A dispute behind the scenes of last year’s smash ghost movie “The Conjuring” has become a legal house of horrors.

Tony DeRosa-Grund — a producer of the film, starring Vera Farmiga and Patrick Wilson, which cost $20 million and raked in $318 million — has filed a lawsuit against Warner Bros. and its New Line label seeking to block the Hollywood studio from releasing a planned sequel and a spinoff.

DeRosa-Grund filed court papers Friday alleging breach of contract and other charges for “failing to pay for the underlying rights” to a “Conjuring” sequel and a planned spinoff movie titled “Annabelle.”
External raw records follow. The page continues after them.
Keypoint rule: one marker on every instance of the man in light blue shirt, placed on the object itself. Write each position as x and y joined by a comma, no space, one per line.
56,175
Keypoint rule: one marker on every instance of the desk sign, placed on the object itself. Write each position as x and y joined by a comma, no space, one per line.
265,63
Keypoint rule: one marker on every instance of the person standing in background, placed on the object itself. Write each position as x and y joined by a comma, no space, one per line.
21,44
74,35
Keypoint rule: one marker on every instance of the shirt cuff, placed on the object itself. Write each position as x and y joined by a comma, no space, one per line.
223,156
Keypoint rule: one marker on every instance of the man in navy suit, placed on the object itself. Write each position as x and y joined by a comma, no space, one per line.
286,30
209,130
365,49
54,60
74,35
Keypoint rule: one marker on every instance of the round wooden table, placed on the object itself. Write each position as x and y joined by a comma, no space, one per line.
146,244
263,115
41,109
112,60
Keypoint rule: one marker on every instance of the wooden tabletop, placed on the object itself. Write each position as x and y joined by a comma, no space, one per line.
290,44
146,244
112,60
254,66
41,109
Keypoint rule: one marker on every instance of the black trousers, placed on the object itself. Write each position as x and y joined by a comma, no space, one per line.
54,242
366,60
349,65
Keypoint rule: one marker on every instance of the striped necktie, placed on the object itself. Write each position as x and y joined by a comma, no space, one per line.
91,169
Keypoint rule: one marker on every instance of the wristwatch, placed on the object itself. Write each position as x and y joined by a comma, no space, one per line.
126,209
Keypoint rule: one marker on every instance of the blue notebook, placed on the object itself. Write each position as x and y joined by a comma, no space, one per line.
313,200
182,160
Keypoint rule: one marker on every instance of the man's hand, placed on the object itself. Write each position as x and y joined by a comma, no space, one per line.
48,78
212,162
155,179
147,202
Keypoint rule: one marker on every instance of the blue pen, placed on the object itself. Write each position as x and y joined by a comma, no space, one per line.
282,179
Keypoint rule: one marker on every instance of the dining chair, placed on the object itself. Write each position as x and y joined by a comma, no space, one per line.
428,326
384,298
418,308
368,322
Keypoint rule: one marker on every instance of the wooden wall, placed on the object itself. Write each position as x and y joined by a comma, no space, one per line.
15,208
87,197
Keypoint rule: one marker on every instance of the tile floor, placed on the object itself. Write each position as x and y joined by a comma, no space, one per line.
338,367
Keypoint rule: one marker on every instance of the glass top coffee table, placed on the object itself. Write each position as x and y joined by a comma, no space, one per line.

The producer and studio were already in arbitration in LA over whether DeRosa-Grund had the right to sell a “Conjuring” TV series to rival studio Lionsgate.

DeRosa-Grund accuses New Line in federal district court in Texas of blocking his Lionsgate deal, as well as owing him a 5 percent cut from the box office of the first “Conjuring” movie.

The producer says he developed stories from the paranormal investigation case files of Ed and Lorrain Warren, the couple on whom “The Conjuring” is based, and sold rights to a handful of the 8,000 case files to New Line.
The studio released a statement saying: “New Line has been and is vigorously defending itself against these spurious claims in a binding arbitration proceeding in Los Angeles, and therefore the Texas filing is both procedurally and substantively improper.”